When we looked closely at the Spark console for the 11 worker runs, we saw that there were 3 Spark executors (that is, “ExecutorBackend” Java processes) per virtual machine (i.e. per Spark worker process). The default system setup applied, such that a single virtual machine contained one Spark worker process. The worker process is itself responsible for starting the three Spark executors that carry out the real work for that virtual machine .
Figure 4: Mapping of Spark executors to worker virtual machines and executor cores/tasks to data partitions (1:1)
Finding the Optimal Setup
The number of Spark executor processes per virtual machine was decided by the Spark scheduler at cluster start time, based on the amount of memory and virtual CPUs allocated to that Spark worker node (i.e. to the virtual machine).
We allocated 2 cores and 4GB of memory to each executor in the appropriate Spark Perf configuration file (a Python file in the “config” directory). This resulted in the Spark scheduler allocating 3 executor processes per worker node virtual machine, since each VM had 6 vCPUs and enough memory to cover the 3 executors’ needs. The executors are shown in Figure 4, along with the two tasks they could execute. Each core would have one task executing on it at any one time. Tasks are the units that do the real work and they can run in parallel within Spark.
We concluded that when the total number of total cores (i.e. the number of tasks) used by the Spark executors matched the total number of specified data partitions, then the system was optimally configured to produce the best completion time and training time result. The partitions are segments of a resilient distributed dataset that are distributed to different nodes in Spark. We found this through experimenting with cluster sizing and values for the executors and partitions. We saw further improvements when we retained that matching algorithm with higher numbers of virtual machines and partitions.

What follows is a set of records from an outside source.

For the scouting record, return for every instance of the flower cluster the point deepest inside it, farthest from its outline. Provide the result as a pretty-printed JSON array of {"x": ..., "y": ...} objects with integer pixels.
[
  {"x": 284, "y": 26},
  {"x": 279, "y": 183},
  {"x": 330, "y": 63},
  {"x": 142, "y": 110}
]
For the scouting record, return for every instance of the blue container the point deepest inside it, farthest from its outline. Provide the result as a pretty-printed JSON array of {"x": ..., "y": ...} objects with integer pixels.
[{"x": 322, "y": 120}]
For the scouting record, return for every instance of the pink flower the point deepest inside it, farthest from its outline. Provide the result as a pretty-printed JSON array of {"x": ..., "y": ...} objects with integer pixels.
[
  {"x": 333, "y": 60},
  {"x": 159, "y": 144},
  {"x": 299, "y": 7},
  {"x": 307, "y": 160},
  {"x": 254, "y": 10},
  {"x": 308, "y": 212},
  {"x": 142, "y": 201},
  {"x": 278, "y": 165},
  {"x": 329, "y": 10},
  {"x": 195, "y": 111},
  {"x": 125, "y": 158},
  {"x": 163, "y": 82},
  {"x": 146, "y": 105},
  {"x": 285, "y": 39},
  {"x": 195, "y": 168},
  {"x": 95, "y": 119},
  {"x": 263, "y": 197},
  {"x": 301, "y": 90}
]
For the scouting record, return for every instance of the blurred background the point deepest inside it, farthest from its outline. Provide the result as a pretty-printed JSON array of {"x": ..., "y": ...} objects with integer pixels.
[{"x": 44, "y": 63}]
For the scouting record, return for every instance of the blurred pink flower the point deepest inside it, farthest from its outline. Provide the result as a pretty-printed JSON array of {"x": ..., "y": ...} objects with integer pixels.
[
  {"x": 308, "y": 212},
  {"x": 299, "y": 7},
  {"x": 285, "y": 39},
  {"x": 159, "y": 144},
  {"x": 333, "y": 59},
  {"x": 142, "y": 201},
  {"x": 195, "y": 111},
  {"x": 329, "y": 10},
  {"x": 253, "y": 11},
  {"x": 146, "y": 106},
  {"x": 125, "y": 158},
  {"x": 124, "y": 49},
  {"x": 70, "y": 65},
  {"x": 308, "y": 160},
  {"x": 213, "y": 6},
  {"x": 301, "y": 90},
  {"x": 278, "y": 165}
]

It would have been much more difficult to find these numbers with a physical implementation, where each new Spark worker may require a server machine of its own! This showed a distinct advantage of using virtualization for this kind of sizing/tuning and model testing work in the machine learning lab. This same exercise would be carried out by a data engineer who is in the process of making the cluster ready for production.
Cluster Creation
We installed the Spark software into a single “golden master” virtual machine at the outset. Using the rapid cloning and ease of configuration changes to virtual machines (number of vCPUs, amount of memory) in vSphere allowed us to change cluster sizing easily and then decide what the best configuration for our cluster for this particular dataset-model testing would be.
Conclusion
This article describes the benefits of using the VMware vSphere virtualization platform for testing and deployment of machine learning applications, both in the lab and in getting them ready for production. We saw in Part 1 that the many different versions of the machine learning platforms, such as Spark, Python, TensorFlow and others is better handled for concurrent operation in virtualized form. We also see in Part 2 that experimentation with scaling a cluster of worker instances to reach the sweet spot in performance is more easily achieved through use of virtual machines. Finally, we conclude that rapid cloning of workers in a cluster allows the architect to scale-out or scale-in their cluster over time in quick order, leading to better prototyping and readiness testing time.
These are all advantages that are seen by the data science and machine learning practitioner through the use of virtualization, using VMware vSphere.